Autrement dit, quelques personnes corrompues sont responsables de tous les problèmes du pays. L'augmentation des prix du pétrole n'a rien à voir avec une politique des prix, qui se trouve être soutenue par l'entreprise pour laquelle il écrit, mais avec la corruption. Il en est de même du déficit de la sécurité sociale ou d'autres maux auxquels le pays ne peut faire face. Ainsi, la lutte contre la corruption n'est pas une politique institutionnelle de l'Etat, mais une manière ex-post d'épurer la politique du peuple qui a provoqué la situation dans laquelle se trouve le pays. Il n'est pas possible de penser à une analogie plus claire avec le discours antisémite allemand des années 1920 et 1930 ou avec le discours soviétique des années 1930. D'où l'emprisonnement sans droits pour ces personnes.
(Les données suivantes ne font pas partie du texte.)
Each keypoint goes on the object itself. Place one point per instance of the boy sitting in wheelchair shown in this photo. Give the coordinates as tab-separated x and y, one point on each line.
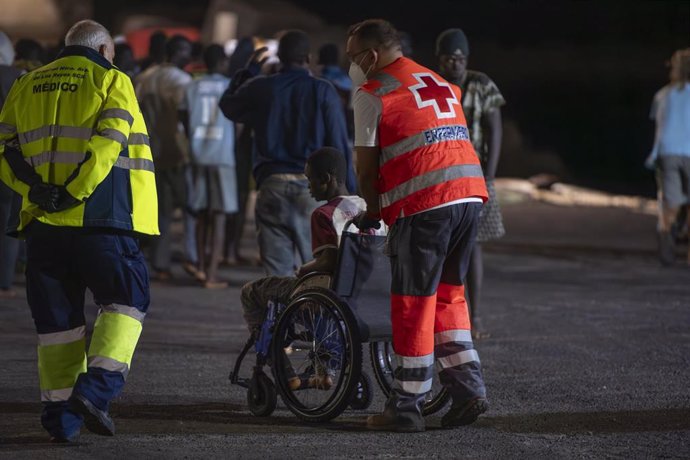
326	171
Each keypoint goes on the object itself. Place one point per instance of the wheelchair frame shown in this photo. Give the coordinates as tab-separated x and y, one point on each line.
356	391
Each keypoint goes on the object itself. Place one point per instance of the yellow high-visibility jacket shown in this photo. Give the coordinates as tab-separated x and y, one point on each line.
78	124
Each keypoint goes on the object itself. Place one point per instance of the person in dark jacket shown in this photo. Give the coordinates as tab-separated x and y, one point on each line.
292	114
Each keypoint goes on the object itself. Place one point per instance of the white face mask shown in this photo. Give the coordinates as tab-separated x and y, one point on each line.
357	75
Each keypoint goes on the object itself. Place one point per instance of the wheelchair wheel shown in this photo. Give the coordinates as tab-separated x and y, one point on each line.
364	393
317	355
261	396
382	361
Lava Jato était populaire car il offrait au pays une utopie irréalisable mais absolument confortable. L'utopie du « nous sommes tous formidables et le pays a un excellent projet entre les mains des économistes libéraux et des gouvernements conservateurs, mais la corruption fait obstacle ». Ainsi, le pays le plus inégal parmi les grandes économies mondiales, qui a une économie déconnectée de toutes les chaînes de production importantes du monde (voir le départ annoncé de Ford et Mercedes du Brésil) ; qui a remplacé les emplois industriels par des travailleurs d'applications sans droits ; qui n'a pas de projet d'intégration dans l'économie de la connaissance et qui a un secteur des services avec une main d'œuvre très peu qualifiée, pour ce pays qui n'a pas encore surmonté l'impact de l'esclavage sur l'éducation et la société, Lava Jato a proposé une proposition simple et incohérente et mauvaise réponse : le problème du pays est la corruption du système politique.
Sept ans après que Lava Jata ait quitté une terre brûlée, elle a des alliés pour défendre son héritage. Quel héritage : la récupération de 4,3 milliards de reais, un montant inférieur à celui transféré par Petrobras à certains fonds d'investissement à New York avant que le processus ne soit finalisé devant la justice américaine. Il y a deux héritages laissés par Lava Jato : qu'un groupe de travail mal intentionné par rapport aux pouvoirs constitués de la République peut manipuler les juges, faire pression sur le STF et faire chanter les hommes d'affaires, et qu'aucun d'entre eux ne pourra résister. Deuxièmement, que le pays a besoin d'un projet qui ne soit pas dans le domaine des utopies, mais avec des politiques institutionnelles réalistes mises en œuvre. La lutte contre la corruption au Brésil est importante et doit se faire au sein des institutions existantes. Pour autant, c'est une utopie de penser que ceux qui luttent contre la corruption sont des héros altruistes qui défendent tout ce qui ressemble à un projet viable pour le pays.
*Léonard Avritzer Il est professeur au Département de science politique de l'UFMG. Auteur, entre autres livres, de Impasses de la démocratie au Brésil (civilisation brésilienne).